My favourite thing to do to relax is to play the cello, especially when Jack and I are playing duets, him on the violin. We find ourselves doing this most often on board one of his ships, but one must admit that to be a less than suitable environment for it. The floor is never entirely still, and one never knows when we will be interrupted. Thus I savour the times when we may play together onshore. Alone; pleasant as company is, as good as the variety it provides likewise is, and as further welcome as it proves when one wishes to play certain pieces for which a violin and a cello alone will not suffice, there is a certain intimacy lost when we have such company, another voice intruding into our two, which is perhaps the primary reason for my enjoyment of our duets over any other kind of relaxing activity. I believe the same to be true for him, though perhaps I am mistaken.

October 23: On Shame

Talk about something you did that made you feel ashamed of yourself afterwards.

During Jack's engagement to Sophie, he and I voyaged on the Surprise to India, where Diana was living with Mr. Canning. He did not know this; the rest of us did. Which was unfortunate, because it allowed Sophie's mother to use it as a weapon, to help convince her that Jack did not want her anymore, because his affair with Diana was still not too far in the past. It was hardly her only weapon either, and she put such pressure on the poor girl that she finally wrote to Jack and told him that if he wished to consider himself free, nothing would make her happier. The minute Jack quoted these words to me, I understood that she was offering to release him from the engagement, but he could not comprehend such a thing without aid. And it was aid I failed to give when he asked me what I thought she meant, instead phrasing an answer which I knew would keep Jack away from Diana. I did this for a very selfish reason: I wanted to keep her for myself.
The lie pained me, the manipulation even more so. I had already engaged in enough of both when there was true reason to, now to do so on such petty motivation, such vague fears, indicated something very shameful about my character. It was later that I would often think Diana's running from me again on the voyage home was no more than I deserved, for both the lie and for killing Canning, another thing that brought me shame, though at least there I had not intended for it.

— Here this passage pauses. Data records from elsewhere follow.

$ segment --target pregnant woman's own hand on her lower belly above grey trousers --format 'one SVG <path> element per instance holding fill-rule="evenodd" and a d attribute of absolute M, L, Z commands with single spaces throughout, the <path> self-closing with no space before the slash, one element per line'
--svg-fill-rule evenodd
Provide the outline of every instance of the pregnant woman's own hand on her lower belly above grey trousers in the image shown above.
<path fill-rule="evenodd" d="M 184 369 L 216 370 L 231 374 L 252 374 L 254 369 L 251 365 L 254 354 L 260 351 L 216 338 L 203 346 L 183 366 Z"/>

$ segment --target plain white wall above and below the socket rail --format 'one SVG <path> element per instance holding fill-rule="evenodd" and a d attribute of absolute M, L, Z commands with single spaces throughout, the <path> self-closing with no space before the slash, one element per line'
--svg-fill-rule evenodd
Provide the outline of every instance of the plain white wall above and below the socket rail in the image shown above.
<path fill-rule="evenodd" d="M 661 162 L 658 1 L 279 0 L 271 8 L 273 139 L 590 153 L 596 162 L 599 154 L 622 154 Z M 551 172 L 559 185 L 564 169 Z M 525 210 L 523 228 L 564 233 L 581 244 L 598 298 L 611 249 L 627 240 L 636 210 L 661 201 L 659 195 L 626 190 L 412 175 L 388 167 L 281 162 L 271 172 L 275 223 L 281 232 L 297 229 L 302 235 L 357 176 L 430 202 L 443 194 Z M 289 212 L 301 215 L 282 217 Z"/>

October 29: On Looking in the Mirror

What do you think when you look in the mirror? That is something I avoid doing, except when I am shaving. It isn't very difficult, especially when I am at sea; there are never very many of them around on board a ship. Yet there was one confrontation with a mirror which I will never forget.
It happened during one of the lower points in my life, when my laudanum addiction reached the point that it interfered, and badly, with my surgical skills, with fatal results for one of my patients, who was also an old friend and colleague of mine. After the operation I retreated to my room at the Grapes, where I ended up staring at myself in a tiny mirror that happened to be on my desk. I have received less-than-complimentary remarks of my face resembling a cadavar's, which I always dismissed, as I have handled more cavadars than the majority of the individuals making the remarks, and knew very well a living face cannot look like a dead face. But one look at my own eyes, and I was no longer certain the living cannot look like the dead, or even be numbered amoung them.
Most of the reason I avoid mirrors is because looking at myself tends to bring out thoughts of everything that is wrong with me. But beyound that is a fear I can never quite shake, no matter how alive I have felt in recent hours, days, or even months, that I will again see in the mirror the face of the corpse.